Lambda calculus clearly illustrates that this isn't an arbitrary connection.
In the lambda calculus, literally every piece of data is a function, and LC
could not exist without higher-order functions.  LC is the prototypical
functional language, which defines many of the characteristics which all
functional languages share.  All functional languages I'm familiar with
derive their core model from it (including Lisp; McCarthy semi-reinvented
parts of lambda calculus, complete with HO functions).  It makes sense that
higher-order functions are an integral part of the design of these
languages.

Of course, real functional languages have data types other than functions,
and so presumably could get away without HO functions, in theory.  But that
would prevent many of the things which a pure functional language allows:
operations such as maps and folds would have to be implemented iteratively,
for example.  You would lose the ability to write generic code that is
parameterized by functions, and would be reduced to relying on things like
case/switch statements, very much along the lines of pre-OO imperative
languages.  You would be left with a very impoverished language in which you
could not easily reuse a function in any context other than calling it
directly and explicitly.  Such a restricted variety of functional
programming would be hard to defend against alternatives such as OO.

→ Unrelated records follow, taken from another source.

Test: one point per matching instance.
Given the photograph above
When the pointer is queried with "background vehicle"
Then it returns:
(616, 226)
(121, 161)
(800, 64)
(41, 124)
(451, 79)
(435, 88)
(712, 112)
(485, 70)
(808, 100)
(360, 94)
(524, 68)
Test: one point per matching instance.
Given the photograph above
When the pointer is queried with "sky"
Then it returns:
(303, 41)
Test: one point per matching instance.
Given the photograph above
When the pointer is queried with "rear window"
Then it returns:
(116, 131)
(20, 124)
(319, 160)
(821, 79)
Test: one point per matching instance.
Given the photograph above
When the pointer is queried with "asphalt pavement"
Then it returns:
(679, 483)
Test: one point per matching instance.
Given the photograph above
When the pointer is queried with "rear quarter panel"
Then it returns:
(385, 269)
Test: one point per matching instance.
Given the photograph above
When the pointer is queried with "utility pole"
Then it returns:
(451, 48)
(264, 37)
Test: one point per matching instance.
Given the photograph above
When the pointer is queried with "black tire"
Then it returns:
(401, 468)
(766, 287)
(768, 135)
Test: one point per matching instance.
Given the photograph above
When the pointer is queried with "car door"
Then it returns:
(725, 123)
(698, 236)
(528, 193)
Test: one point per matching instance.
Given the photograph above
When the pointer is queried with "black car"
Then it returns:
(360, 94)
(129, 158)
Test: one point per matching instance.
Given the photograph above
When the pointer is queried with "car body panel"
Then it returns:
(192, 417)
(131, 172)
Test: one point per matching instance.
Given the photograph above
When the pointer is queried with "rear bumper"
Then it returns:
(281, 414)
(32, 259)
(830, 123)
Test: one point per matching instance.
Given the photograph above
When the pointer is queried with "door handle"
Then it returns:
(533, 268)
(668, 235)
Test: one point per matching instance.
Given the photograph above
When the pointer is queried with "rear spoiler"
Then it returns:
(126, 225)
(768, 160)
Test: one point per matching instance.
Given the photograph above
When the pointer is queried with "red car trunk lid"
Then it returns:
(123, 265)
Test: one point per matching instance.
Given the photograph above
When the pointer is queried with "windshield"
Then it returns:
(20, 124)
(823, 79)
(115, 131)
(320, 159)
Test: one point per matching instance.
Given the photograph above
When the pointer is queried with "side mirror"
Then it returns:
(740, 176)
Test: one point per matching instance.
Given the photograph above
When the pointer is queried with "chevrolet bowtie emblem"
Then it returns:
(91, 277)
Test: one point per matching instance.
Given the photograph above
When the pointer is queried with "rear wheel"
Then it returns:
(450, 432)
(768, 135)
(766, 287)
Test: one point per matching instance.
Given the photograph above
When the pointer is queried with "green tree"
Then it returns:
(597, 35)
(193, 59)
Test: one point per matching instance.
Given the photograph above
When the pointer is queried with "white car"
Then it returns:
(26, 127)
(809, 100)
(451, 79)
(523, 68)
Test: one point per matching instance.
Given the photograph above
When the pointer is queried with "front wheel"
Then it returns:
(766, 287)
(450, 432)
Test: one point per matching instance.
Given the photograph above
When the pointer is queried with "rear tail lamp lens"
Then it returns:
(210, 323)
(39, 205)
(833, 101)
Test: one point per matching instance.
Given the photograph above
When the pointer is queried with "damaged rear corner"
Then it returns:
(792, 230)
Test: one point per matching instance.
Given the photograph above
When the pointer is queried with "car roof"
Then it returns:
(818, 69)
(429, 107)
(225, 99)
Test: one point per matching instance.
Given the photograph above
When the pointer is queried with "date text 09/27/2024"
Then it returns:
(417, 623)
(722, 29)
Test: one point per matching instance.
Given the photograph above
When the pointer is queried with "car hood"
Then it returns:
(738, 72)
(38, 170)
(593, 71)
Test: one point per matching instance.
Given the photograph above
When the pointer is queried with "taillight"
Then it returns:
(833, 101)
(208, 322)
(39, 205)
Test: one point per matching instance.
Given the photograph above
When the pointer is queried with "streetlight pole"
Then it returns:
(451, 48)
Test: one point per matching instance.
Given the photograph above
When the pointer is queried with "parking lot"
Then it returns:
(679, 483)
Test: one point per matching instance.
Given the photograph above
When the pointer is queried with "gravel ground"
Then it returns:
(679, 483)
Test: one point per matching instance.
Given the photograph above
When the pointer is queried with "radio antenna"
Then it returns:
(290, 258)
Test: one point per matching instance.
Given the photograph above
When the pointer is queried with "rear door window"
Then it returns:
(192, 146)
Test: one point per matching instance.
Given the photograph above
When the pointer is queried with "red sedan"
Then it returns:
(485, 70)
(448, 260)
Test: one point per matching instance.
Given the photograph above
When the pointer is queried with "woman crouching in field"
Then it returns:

> The general idea is simply that the bundle of ideas represented
> by the design of the LISP family of languages is important, but
> seems to have no name.

Its name is "Lisp".  Or, as I like to call it, "Scheme".  ;-)

> Other languages also possess many of the same qualities of LISP
> and Scheme.  These languages are often labeled 'functional';
> perhaps the whole 'functional programming languages' field should
> bifurcate into *true* functional languages and those that have
> the 'LISP quality', whatever people want to call it.

One way to look at it the code=data aspect of the 'LISP quality' is that
pure functional programming treats functions as data, but does so with the
function as a semantic entity.  Lisp/Scheme takes this a step further,
treating a function's syntactic representation as data, providing a
interface for manipulating it consistent with other data in the language,
and providing the ability to create functions from their syntactic
representation, at runtime.  There's not much inherently functional about
it, but it's an extension in a  natural direction for a functional language:
extending the manipulation of functions as data, into the syntactic realm.